« Il n’y a que deux industries qui désignent leurs clients comme des » utilisateurs « : les drogues illicites et les logiciels. » Edward Tufte

Je suppose que ce n’est rien de moins qu’une ironie moderne désormais prévisible dont j’ai entendu parler pour la première fois dans le nouveau documentaire Netflix « The Social Dilemma » sur les réseaux sociaux. Ce message était-il destiné à moi? Et si oui, le serpent des réseaux sociaux mange-t-il sa propre queue? Le premier est probablement vrai, le second est douteux.

« Le dilemme social » est un regard complet sur les effets destructeurs des médias sociaux, impliquant de nombreuses sociétés autrefois plus élevées qui ont aidé à créer diverses plates-formes de médias sociaux. Il regorge de faits alarmants qui vous feront remettre en question l’existence de comptes de médias sociaux sur vos appareils. Mais est-ce suffisant pour provoquer le changement?

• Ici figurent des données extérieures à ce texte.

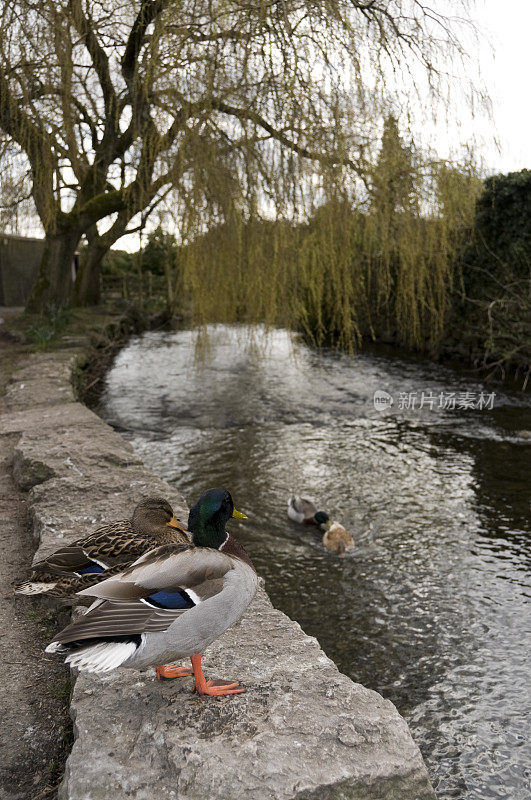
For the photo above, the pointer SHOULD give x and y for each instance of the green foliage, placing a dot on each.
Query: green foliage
(116, 262)
(160, 253)
(45, 328)
(375, 263)
(496, 274)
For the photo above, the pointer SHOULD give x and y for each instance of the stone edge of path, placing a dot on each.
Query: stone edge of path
(302, 729)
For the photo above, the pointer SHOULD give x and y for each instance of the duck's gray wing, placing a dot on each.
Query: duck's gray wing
(109, 619)
(122, 609)
(169, 567)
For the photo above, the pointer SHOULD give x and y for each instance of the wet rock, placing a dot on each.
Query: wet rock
(301, 730)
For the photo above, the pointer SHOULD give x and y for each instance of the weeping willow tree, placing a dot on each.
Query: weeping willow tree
(227, 110)
(376, 260)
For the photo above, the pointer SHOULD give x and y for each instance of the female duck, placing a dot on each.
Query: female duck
(110, 549)
(304, 511)
(171, 603)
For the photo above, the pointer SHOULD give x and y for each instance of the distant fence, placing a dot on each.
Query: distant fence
(132, 286)
(20, 258)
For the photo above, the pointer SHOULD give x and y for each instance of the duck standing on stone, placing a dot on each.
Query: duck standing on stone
(107, 551)
(304, 510)
(170, 604)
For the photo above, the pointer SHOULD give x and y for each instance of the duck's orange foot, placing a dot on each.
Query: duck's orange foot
(216, 688)
(170, 671)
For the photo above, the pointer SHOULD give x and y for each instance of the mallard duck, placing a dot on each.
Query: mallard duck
(337, 539)
(171, 603)
(304, 510)
(109, 550)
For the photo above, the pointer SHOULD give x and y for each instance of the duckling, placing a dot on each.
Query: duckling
(173, 602)
(304, 511)
(107, 551)
(337, 539)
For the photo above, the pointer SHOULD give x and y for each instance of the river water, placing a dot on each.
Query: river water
(431, 609)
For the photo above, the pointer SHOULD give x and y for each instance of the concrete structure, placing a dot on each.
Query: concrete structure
(20, 258)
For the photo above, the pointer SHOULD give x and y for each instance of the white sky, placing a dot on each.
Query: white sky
(505, 65)
(504, 59)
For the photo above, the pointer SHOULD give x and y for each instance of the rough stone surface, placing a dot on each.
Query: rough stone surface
(302, 729)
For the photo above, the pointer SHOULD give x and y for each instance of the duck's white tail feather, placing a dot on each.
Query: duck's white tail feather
(100, 657)
(34, 587)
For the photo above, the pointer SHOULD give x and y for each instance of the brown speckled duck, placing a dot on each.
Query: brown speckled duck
(107, 551)
(171, 603)
(338, 540)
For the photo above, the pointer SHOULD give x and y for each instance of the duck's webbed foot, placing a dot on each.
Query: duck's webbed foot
(216, 688)
(213, 688)
(168, 672)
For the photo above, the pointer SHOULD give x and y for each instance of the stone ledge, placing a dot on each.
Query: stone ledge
(302, 730)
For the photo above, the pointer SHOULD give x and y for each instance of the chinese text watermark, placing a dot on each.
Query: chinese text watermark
(447, 401)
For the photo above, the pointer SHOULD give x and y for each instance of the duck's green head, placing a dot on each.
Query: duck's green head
(207, 519)
(322, 520)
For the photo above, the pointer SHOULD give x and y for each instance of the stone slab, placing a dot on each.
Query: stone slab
(301, 730)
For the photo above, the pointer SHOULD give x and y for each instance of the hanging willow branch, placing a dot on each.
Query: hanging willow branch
(240, 108)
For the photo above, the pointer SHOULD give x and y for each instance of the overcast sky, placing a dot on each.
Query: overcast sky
(506, 73)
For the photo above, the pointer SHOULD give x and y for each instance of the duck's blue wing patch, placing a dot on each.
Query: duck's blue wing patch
(166, 599)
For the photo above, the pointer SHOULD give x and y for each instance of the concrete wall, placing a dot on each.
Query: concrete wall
(20, 258)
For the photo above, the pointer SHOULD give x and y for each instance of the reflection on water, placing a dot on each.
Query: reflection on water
(430, 609)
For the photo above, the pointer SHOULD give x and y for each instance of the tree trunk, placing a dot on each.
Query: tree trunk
(87, 286)
(54, 281)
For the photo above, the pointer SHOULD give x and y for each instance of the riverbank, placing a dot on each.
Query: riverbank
(301, 730)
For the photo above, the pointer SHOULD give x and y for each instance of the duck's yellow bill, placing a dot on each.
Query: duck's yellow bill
(176, 523)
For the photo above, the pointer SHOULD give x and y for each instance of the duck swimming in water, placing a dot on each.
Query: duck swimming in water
(337, 539)
(107, 551)
(171, 603)
(304, 511)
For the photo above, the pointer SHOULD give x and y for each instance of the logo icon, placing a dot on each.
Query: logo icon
(382, 400)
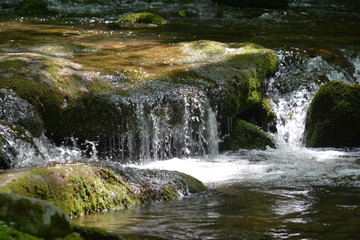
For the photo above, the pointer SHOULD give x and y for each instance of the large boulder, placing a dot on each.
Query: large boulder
(83, 189)
(18, 111)
(273, 4)
(333, 116)
(18, 147)
(245, 135)
(150, 103)
(144, 17)
(33, 216)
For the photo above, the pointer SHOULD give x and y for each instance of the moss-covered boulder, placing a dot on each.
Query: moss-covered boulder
(77, 190)
(144, 17)
(273, 4)
(17, 147)
(155, 185)
(233, 74)
(82, 189)
(333, 116)
(8, 232)
(32, 6)
(176, 87)
(91, 233)
(245, 135)
(34, 216)
(20, 112)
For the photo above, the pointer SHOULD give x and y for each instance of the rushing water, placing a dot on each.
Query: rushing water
(286, 193)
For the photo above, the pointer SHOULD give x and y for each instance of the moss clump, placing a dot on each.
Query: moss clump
(245, 135)
(148, 18)
(54, 86)
(333, 116)
(77, 190)
(91, 233)
(194, 185)
(235, 72)
(8, 232)
(33, 6)
(34, 216)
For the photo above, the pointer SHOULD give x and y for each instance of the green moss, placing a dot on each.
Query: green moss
(1, 146)
(77, 190)
(142, 18)
(33, 6)
(245, 135)
(194, 185)
(92, 233)
(10, 233)
(333, 116)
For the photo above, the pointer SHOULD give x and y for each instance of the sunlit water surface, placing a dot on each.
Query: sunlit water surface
(291, 193)
(286, 193)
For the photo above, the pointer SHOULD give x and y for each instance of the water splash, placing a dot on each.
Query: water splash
(165, 128)
(293, 88)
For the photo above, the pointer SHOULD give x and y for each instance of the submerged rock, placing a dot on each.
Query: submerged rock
(167, 101)
(83, 189)
(148, 18)
(34, 216)
(333, 116)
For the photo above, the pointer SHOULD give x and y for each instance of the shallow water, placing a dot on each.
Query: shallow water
(274, 194)
(288, 193)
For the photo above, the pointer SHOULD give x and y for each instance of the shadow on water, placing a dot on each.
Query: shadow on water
(241, 212)
(267, 195)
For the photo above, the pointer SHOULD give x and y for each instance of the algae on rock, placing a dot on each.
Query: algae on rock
(144, 17)
(34, 216)
(245, 135)
(333, 116)
(77, 190)
(83, 189)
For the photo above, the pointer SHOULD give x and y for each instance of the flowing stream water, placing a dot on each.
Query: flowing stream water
(290, 192)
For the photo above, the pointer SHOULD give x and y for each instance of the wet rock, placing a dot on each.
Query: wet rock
(147, 18)
(273, 4)
(34, 216)
(7, 231)
(245, 135)
(91, 233)
(17, 147)
(183, 95)
(83, 189)
(18, 111)
(77, 190)
(155, 185)
(32, 6)
(333, 116)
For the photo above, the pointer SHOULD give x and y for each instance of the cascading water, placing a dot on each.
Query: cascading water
(165, 129)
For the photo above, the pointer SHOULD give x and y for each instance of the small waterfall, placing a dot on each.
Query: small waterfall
(293, 87)
(168, 127)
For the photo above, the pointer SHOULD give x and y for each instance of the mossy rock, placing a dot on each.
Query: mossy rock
(17, 147)
(333, 116)
(235, 73)
(33, 216)
(20, 112)
(77, 190)
(29, 6)
(145, 17)
(157, 185)
(92, 233)
(83, 189)
(245, 135)
(272, 4)
(8, 232)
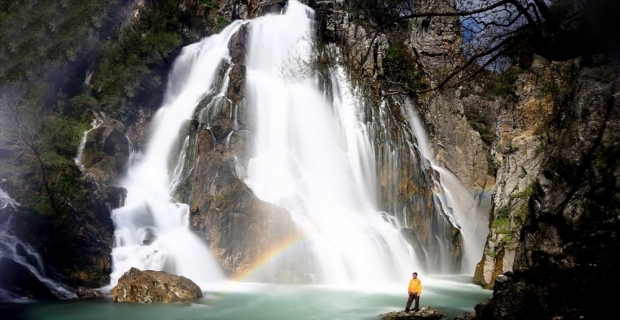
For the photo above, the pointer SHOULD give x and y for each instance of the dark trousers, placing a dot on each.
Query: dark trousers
(412, 296)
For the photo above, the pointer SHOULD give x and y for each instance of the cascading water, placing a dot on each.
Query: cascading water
(312, 156)
(152, 231)
(459, 204)
(22, 254)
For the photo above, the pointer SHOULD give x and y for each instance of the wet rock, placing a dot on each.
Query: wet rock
(236, 87)
(86, 294)
(106, 152)
(154, 286)
(18, 279)
(517, 155)
(237, 45)
(424, 313)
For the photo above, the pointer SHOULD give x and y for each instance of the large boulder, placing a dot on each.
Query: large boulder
(154, 286)
(424, 314)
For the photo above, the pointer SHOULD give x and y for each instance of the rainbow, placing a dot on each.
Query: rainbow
(275, 254)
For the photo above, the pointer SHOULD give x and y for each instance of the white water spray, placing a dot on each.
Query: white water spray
(22, 253)
(313, 156)
(152, 231)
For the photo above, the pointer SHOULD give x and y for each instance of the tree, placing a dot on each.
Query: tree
(498, 30)
(23, 131)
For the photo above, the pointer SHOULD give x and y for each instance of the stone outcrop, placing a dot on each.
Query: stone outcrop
(517, 156)
(240, 229)
(424, 313)
(567, 258)
(154, 286)
(87, 294)
(19, 280)
(406, 188)
(106, 152)
(251, 8)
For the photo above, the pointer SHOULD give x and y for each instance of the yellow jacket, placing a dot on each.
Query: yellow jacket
(415, 285)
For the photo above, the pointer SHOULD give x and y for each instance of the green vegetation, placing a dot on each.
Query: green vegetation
(133, 68)
(401, 65)
(482, 124)
(47, 48)
(502, 212)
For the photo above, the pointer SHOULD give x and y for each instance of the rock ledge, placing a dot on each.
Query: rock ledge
(424, 313)
(154, 286)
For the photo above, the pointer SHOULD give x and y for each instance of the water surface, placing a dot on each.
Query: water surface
(452, 295)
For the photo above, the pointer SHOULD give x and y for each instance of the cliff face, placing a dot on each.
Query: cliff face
(517, 154)
(567, 252)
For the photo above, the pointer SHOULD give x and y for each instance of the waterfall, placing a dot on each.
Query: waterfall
(458, 203)
(80, 153)
(313, 156)
(152, 230)
(22, 255)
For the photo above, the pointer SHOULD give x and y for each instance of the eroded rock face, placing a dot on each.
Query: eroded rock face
(568, 254)
(85, 293)
(240, 229)
(517, 155)
(154, 286)
(106, 152)
(424, 313)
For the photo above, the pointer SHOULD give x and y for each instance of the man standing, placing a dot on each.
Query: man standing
(415, 289)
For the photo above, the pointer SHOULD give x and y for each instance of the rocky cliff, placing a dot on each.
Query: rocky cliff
(567, 251)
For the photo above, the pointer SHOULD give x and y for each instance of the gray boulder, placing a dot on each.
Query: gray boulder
(154, 286)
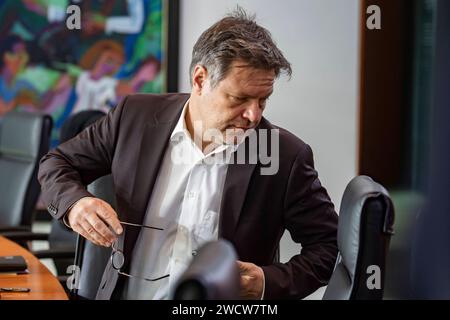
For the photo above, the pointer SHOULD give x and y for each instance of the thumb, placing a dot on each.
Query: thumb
(243, 266)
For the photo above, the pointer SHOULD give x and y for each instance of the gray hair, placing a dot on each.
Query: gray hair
(237, 37)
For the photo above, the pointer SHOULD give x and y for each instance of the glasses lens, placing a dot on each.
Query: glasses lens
(117, 259)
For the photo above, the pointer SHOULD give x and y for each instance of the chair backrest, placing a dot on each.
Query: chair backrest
(92, 259)
(366, 221)
(60, 237)
(24, 139)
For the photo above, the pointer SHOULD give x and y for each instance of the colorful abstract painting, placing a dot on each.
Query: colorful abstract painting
(47, 67)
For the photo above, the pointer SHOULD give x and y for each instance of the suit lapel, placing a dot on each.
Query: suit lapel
(234, 194)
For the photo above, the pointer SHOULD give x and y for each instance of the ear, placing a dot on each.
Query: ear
(199, 77)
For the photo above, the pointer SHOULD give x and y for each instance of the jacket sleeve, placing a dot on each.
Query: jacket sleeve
(310, 217)
(65, 171)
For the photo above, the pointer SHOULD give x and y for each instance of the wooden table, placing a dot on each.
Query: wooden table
(43, 284)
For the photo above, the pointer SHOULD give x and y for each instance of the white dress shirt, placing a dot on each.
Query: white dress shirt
(185, 202)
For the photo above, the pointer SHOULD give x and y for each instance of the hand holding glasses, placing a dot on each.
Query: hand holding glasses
(118, 257)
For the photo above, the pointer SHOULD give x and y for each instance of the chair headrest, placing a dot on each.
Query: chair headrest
(21, 134)
(212, 275)
(358, 191)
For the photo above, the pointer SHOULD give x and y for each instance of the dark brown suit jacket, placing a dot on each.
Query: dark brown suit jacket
(256, 209)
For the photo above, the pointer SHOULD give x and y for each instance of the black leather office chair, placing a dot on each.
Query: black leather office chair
(212, 275)
(62, 241)
(366, 223)
(91, 259)
(24, 139)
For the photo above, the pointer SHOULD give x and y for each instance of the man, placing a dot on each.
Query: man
(202, 194)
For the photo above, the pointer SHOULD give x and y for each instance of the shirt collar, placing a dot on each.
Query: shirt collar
(180, 127)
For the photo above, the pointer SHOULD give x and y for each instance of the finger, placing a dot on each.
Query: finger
(78, 229)
(245, 281)
(93, 234)
(87, 236)
(243, 266)
(100, 227)
(110, 217)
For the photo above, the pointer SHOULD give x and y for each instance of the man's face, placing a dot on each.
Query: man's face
(237, 102)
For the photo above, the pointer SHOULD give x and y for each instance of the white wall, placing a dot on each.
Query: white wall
(319, 104)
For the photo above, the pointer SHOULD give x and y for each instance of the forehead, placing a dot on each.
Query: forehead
(246, 79)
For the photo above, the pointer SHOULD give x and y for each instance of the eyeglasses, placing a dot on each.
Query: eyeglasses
(118, 257)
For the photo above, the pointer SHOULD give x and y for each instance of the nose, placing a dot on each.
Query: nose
(253, 112)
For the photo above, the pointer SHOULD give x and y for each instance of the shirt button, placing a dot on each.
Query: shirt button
(191, 194)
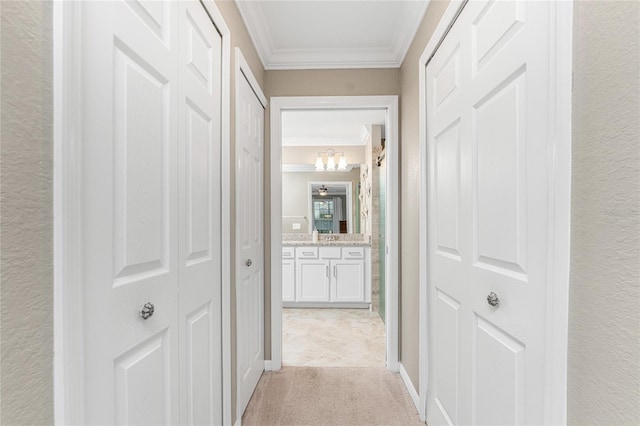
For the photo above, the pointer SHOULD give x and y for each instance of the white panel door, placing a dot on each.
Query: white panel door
(130, 212)
(250, 217)
(150, 213)
(312, 281)
(199, 112)
(488, 148)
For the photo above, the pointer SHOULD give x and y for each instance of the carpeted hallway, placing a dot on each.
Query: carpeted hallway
(306, 396)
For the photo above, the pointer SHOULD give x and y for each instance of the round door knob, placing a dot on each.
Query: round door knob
(147, 310)
(493, 299)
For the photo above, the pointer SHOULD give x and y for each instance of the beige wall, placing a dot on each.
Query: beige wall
(239, 38)
(26, 212)
(410, 186)
(604, 301)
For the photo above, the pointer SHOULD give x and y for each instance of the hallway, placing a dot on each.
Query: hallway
(331, 396)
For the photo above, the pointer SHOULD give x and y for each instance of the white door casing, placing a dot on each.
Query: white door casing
(490, 208)
(135, 68)
(250, 104)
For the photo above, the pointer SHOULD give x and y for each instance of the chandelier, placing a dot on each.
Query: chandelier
(331, 162)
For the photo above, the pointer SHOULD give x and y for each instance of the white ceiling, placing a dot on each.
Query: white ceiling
(330, 128)
(316, 34)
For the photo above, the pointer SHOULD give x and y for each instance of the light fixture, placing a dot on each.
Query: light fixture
(342, 164)
(331, 161)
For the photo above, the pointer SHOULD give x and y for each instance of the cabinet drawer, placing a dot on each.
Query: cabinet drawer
(288, 252)
(330, 252)
(353, 253)
(307, 252)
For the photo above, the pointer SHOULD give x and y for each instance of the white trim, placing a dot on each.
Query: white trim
(67, 225)
(390, 56)
(560, 218)
(349, 190)
(242, 70)
(390, 103)
(242, 66)
(409, 385)
(68, 296)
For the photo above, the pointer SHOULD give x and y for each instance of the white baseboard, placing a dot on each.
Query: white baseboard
(412, 390)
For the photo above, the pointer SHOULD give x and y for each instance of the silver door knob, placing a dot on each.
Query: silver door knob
(493, 299)
(147, 310)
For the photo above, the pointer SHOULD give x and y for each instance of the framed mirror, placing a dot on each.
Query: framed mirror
(330, 207)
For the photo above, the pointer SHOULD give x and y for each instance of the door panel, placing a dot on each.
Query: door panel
(199, 112)
(129, 214)
(143, 398)
(488, 144)
(250, 266)
(151, 214)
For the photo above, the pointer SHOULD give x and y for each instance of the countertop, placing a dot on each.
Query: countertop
(325, 243)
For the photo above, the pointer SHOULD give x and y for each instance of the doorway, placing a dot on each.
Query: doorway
(388, 104)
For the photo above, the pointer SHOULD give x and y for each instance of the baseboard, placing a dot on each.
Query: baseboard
(410, 387)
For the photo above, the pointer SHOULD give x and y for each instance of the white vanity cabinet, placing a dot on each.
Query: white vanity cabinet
(348, 276)
(327, 276)
(288, 274)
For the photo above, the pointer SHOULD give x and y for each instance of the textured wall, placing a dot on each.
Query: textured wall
(410, 257)
(604, 314)
(26, 248)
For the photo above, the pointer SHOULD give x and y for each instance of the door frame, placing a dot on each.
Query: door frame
(559, 215)
(279, 104)
(69, 403)
(349, 187)
(242, 70)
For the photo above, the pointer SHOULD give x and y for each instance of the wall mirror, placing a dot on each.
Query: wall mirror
(330, 207)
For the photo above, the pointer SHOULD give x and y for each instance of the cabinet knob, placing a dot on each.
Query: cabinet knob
(493, 300)
(147, 310)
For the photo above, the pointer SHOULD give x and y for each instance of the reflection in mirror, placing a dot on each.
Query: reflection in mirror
(297, 210)
(330, 207)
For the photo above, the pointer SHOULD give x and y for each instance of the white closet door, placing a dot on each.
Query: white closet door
(250, 217)
(199, 112)
(488, 102)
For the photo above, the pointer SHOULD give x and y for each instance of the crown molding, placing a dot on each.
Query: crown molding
(273, 58)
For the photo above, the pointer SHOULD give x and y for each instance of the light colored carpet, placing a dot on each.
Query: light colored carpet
(332, 338)
(309, 396)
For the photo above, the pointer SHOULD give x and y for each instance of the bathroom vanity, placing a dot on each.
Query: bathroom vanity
(330, 274)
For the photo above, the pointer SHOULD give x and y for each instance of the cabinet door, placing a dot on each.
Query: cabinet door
(312, 281)
(288, 281)
(347, 284)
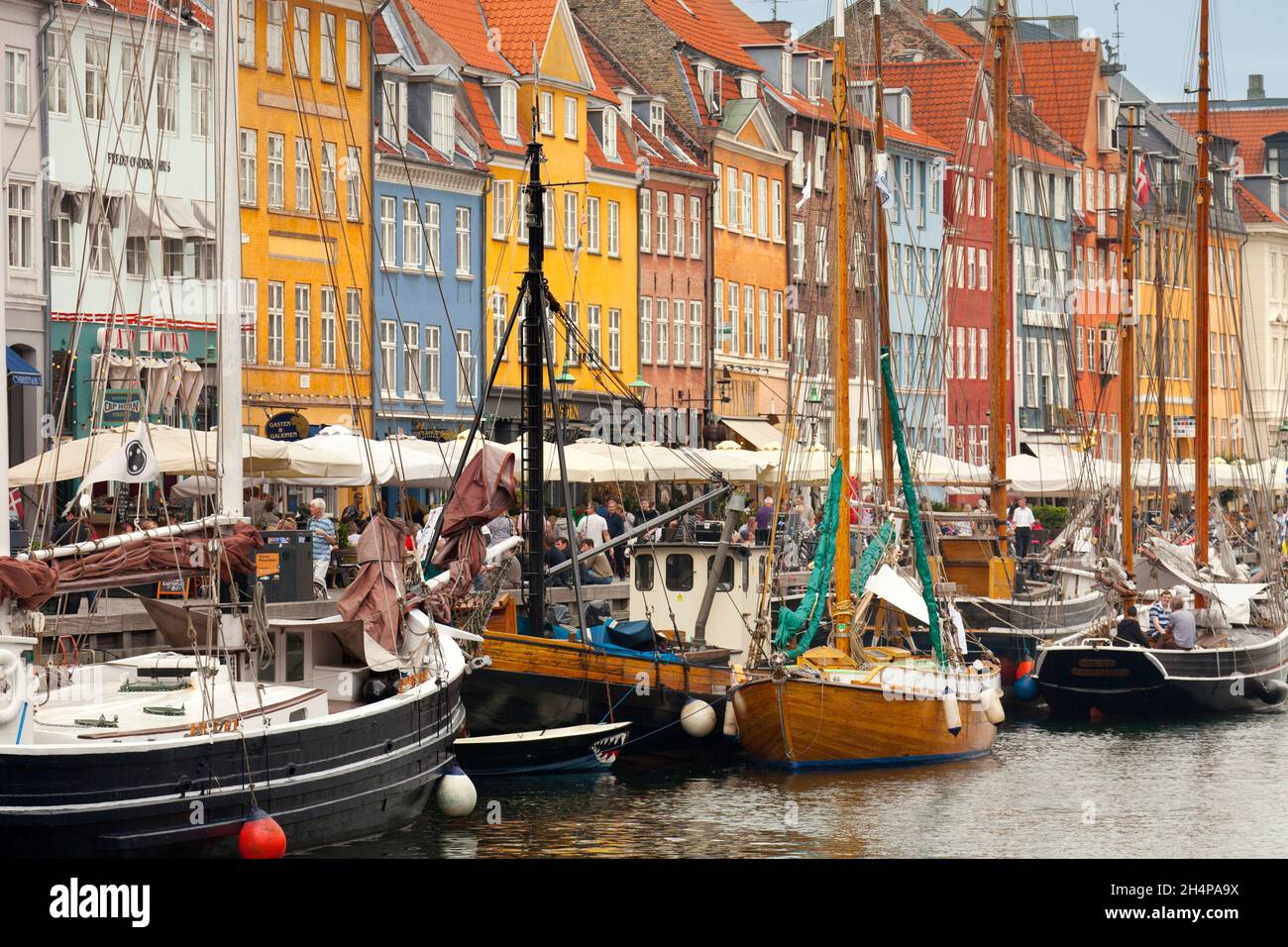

Les voix d’autorité dans la documentation – les personnes responsables de la monétisation, de la conception et des fonctionnalités sur Twitter, Facebook et Pinterest, entre autres – donnent une ventilation détaillée du cadre économique hautement délibéré qui pousse tant d’entre nous à actualiser nos flux. .

« Il n’y a que deux industries que leurs clients appellent des » utilisateurs « : les drogues illicites et les logiciels », a déclaré Edward Tufte, informaticien et professeur émérite d’informatique, de sciences politiques et de statistiques à l’Université de Yale.

Comme Tufte le fait allusion avec tant de force dans la citation ci-dessus, les sociétés de médias sociaux connaissent le pouvoir de la dopamine en recevant des «j’aime» et en faisant défiler constamment, et ont développé des algorithmes hautement intelligents qui nous fournissent un contenu qui répond à nos besoins.

Tout ce que nous cliquons, faisons défiler, aimons et commentons est surveillé afin que l’algorithme crée une compréhension plus précise de qui nous sommes et de ce que nous aimons. Et pourquoi? Parce que nous sommes les produits. Nos données sont vendues à des annonceurs qui peuvent ensuite nous revendre des produits spécifiques.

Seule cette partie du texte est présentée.